Suite au dépôt d’un préavis de grève et d’un cahier des charges par les médecins fonctionnaires sur la table de la tutelle, le ministre Ngari a prestement engagé une concertation avec ce personnel de santé pour prévenir de nouvelles perturbations dans ce secteur qui commence à peine à reprendre son souffle après près de deux mois de grève

«Nous sommes parvenus à des conclusions déterminantes et intéressantes dans la mesure où nous avons tous accepté l’ouverture d’un dialogue social, pendant lequel nous allons passer en revu toutes les préoccupations du ministère de la Santé et également les revendications qui font jours de pluies dans les structures sanitaires du Gabon», a rapporté le ministre de la Santé au terme des travaux.

Idriss Ngari a estimé que ce dialogue devrait restaurer le calme dans ce secteur, «d’autant que le Syndicat national du personnel de santé (SYNAPS) n’a plus de raisons de maintenir sa grève vu que les revendications ont été satisfaites».

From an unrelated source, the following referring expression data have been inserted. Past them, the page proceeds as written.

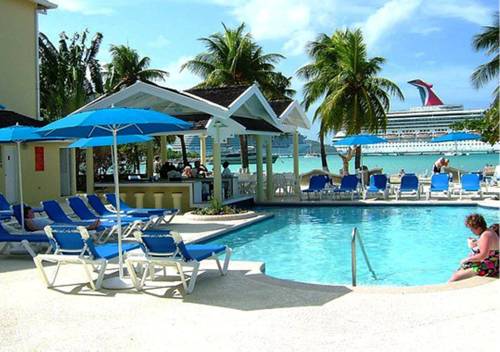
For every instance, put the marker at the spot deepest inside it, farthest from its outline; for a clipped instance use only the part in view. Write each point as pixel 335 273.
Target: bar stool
pixel 158 200
pixel 139 200
pixel 177 200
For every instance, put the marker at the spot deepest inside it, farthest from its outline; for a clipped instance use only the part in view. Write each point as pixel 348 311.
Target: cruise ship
pixel 410 131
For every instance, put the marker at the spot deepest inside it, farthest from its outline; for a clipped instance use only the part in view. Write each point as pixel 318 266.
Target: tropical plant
pixel 354 97
pixel 488 126
pixel 70 74
pixel 127 67
pixel 232 57
pixel 487 41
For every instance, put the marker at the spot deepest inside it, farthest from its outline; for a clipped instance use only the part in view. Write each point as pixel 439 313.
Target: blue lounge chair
pixel 440 183
pixel 470 183
pixel 25 238
pixel 165 248
pixel 348 184
pixel 164 215
pixel 56 213
pixel 129 224
pixel 75 246
pixel 409 184
pixel 98 206
pixel 378 184
pixel 317 184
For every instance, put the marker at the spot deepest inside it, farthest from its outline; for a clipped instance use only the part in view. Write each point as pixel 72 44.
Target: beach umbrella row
pixel 114 123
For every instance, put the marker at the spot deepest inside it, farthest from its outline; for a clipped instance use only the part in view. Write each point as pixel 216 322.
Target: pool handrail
pixel 357 236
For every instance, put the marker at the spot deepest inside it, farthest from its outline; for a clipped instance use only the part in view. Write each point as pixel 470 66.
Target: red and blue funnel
pixel 429 98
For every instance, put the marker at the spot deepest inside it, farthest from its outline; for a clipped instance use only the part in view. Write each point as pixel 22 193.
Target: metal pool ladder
pixel 357 235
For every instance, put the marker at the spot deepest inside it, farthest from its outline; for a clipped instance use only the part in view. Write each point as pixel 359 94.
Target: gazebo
pixel 216 113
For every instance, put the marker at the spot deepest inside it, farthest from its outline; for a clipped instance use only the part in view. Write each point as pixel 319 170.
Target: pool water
pixel 406 245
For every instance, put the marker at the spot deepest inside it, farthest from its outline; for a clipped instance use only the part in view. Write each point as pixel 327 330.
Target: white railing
pixel 357 236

Concernant les salaires du mois de février, au égard à la reprise du service minimum, le ministre de la Santé a annoncé que le chef de l’Etat avait «décidé de leur accorder leurs bons de caisse afin qu’ils prennent leurs salaires du mois de février».

Le porte-parole du Syndicat des médecins fonctionnaires du Gabon (SYMEFOGA), Stéphane Illoko, a rappelé que «les médecins ne sont pas en grève».

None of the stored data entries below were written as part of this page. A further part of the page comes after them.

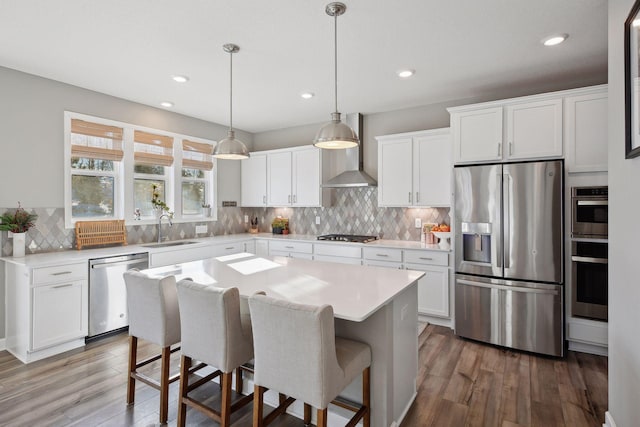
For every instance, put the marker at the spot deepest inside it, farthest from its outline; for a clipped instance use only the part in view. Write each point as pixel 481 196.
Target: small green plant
pixel 20 221
pixel 157 202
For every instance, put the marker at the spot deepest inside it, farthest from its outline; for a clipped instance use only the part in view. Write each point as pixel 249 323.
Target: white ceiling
pixel 460 49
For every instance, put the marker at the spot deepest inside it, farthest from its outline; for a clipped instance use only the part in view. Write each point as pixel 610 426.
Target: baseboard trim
pixel 608 420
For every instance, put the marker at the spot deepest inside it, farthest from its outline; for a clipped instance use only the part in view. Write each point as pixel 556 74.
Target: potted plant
pixel 278 224
pixel 18 222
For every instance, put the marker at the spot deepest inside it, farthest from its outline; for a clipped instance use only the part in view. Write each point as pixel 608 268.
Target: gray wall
pixel 32 135
pixel 624 235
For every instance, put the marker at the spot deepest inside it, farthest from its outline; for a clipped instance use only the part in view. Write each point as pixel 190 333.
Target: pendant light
pixel 231 148
pixel 335 134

Il a expliqué que le cahier des charges déposé avec le préavis de grève des médecins réclamait notamment «la réhabilitation minimum des structures dans le Centre hospitalier de Libreville», point sur lequel le ministre a mandaté le secrétaire général du département.

«Le deuxième point concerne le fait que nous ayons tous été mis sur bons de caisse», a expliqué le porte-parole du SYMEFOGA, ajoutant que sur ce point «le ministre a présenté les excuses du gouvernement (…) et reconnu l’existence du comité de crise du SYMEFOGA comme étant le seul interlocuteur».

La troisième revendication des médecins concerne enfin l’attribution d’une prime de servitude et de risque hospitalier.

L’ouverture rapide des négociations doit permettre à la tutelle de stabiliser le secteur de la Santé fortement perturbé depuis le début de l’année 2009.

A cet effet, le ministre a enfin rappelé les nombreux engagements du département de la Santé pour l’amélioration et le renforcement du système de santé national, citant notamment les projets de mise en réseau des maternités et des urgences pour désengorger le CHL.

Dans le cadre du renforcement des plateaux techniques de cet hôpital, le département de tutelle a notamment prévu l’équipement des urgences à hauteur de 586 millions de francs CFA, l’équipement des blocs opératoires pour 2 milliards de francs CFA, ou encore la poursuite des travaux de construction de la maternité B pour renforcer les capacités d’accueil.

Le ministère de tutelle doit également entreprendre l’acquisition en 2009 d’un scanner évalué à 950 millions de francs CFA, la réhabilitation des réseaux d’eau et d’électricité pour plus d’1,8 milliards de francs CFA, le renforcement des capacités du service de réanimation avec de l’équipement lourd, l’acquisition d’un incinérateur ou encore la construction d’un hôpital à Angondjé avec un institut de cancérologie.

Ce programme de redressement du système de santé national doit permettre de remettre sur pieds ce secteur qui connaît de fortes perturbations depuis 2003, qui se sont soldées par une grève générale depuis le 12 janvier dernier sur l’étendue du territoire national.